Researchers at the University of California, Los Angeles (UCLA), found evidence that men who married when they were younger than 25 had lower bone strength than men who married for the first time at a later age.
“This is the first time that marriage has been linked to bone health,” said senior author Carolyn Crandall, professor of medicine at UCLA.
“There is very little known about the influence of social factors – other than socio-economic factors – on bone health,” Crandall added.
Among men who first married prior to turning 25, the researchers found a significant reduction in spine bone strength for each year they were married before that age.
Also, men in stable marriages or marriage-like relationships who had never previously divorced or separated had greater bone strength than men whose previous marriages had fractured, the researchers said.
And those in stable relationships also had stronger bones than men who never married, said the study published in the journal Osteoporosis International.

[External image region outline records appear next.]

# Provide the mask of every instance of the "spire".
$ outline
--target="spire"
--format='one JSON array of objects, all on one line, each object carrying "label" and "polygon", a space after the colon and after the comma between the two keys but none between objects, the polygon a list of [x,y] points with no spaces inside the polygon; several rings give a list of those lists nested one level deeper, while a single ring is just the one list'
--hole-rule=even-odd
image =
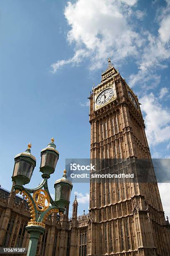
[{"label": "spire", "polygon": [[102,72],[102,82],[106,79],[109,79],[110,77],[118,74],[118,72],[115,69],[112,63],[110,58],[108,59],[108,67],[106,70]]},{"label": "spire", "polygon": [[75,199],[72,204],[72,226],[77,225],[77,218],[78,216],[78,202],[77,201],[77,195],[75,195]]},{"label": "spire", "polygon": [[112,65],[112,62],[111,61],[111,59],[110,58],[108,58],[108,69],[110,69],[113,66]]}]

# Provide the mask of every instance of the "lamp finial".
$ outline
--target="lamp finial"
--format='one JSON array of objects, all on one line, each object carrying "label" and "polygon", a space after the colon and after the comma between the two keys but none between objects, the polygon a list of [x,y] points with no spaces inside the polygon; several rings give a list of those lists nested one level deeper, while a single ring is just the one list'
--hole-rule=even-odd
[{"label": "lamp finial", "polygon": [[30,143],[29,143],[28,145],[28,147],[27,147],[27,149],[25,151],[25,152],[29,152],[29,153],[30,153],[31,147],[32,147],[31,143],[30,142]]},{"label": "lamp finial", "polygon": [[28,144],[28,149],[30,149],[30,148],[32,147],[31,143],[30,142],[29,144]]}]

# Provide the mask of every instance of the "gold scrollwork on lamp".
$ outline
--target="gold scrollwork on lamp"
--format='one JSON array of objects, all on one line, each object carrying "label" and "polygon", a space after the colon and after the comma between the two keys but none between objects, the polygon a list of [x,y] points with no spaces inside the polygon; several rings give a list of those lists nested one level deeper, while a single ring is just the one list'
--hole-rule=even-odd
[{"label": "gold scrollwork on lamp", "polygon": [[37,190],[33,194],[33,198],[38,211],[43,212],[48,209],[50,205],[50,198],[45,190]]},{"label": "gold scrollwork on lamp", "polygon": [[[20,191],[18,189],[16,189],[15,191],[15,193],[16,194],[18,194],[20,192]],[[28,206],[30,208],[30,217],[31,219],[30,220],[30,223],[32,223],[35,221],[35,211],[34,208],[34,206],[33,205],[32,202],[31,200],[29,197],[28,195],[26,193],[25,191],[22,190],[20,191],[20,195],[22,195],[22,197],[24,198],[25,200],[27,201],[27,203],[28,205]]]}]

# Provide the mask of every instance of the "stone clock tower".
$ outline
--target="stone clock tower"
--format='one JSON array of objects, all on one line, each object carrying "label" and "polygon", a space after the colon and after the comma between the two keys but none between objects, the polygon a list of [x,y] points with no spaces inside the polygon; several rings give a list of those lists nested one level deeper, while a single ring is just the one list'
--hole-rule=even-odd
[{"label": "stone clock tower", "polygon": [[[150,159],[138,97],[108,61],[89,97],[91,159]],[[170,255],[156,182],[91,182],[90,208],[87,255]]]}]

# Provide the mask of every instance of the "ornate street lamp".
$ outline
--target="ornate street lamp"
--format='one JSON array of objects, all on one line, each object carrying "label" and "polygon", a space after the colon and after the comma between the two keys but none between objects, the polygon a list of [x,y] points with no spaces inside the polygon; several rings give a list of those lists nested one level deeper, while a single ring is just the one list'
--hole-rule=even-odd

The researchers used data from the Midlife in the United States (MIDUS) study, which recruited participants between the ages 25 and 75 in 1995-96.
Participants from that study were re-interviewed in 2004-05 (MIDUS II).
Specifically, the authors used hip and spine bone-density measurements and other data to examine the relationship between bone health and marriage in 294 men and 338 women.
They also took into consideration other factors that influence bone health, such as medications, health behaviours and menopause.
“The associations between marriage and bone health were evident in the spine but not the hip, possibly due to differences in bone composition,” Crandall said.
“Very early marriage was detrimental in men, likely because of the stresses of having to provide for a family,” said study co-author Arun Karlamangla, a professor of medicine in the geriatrics division at the Geffen School.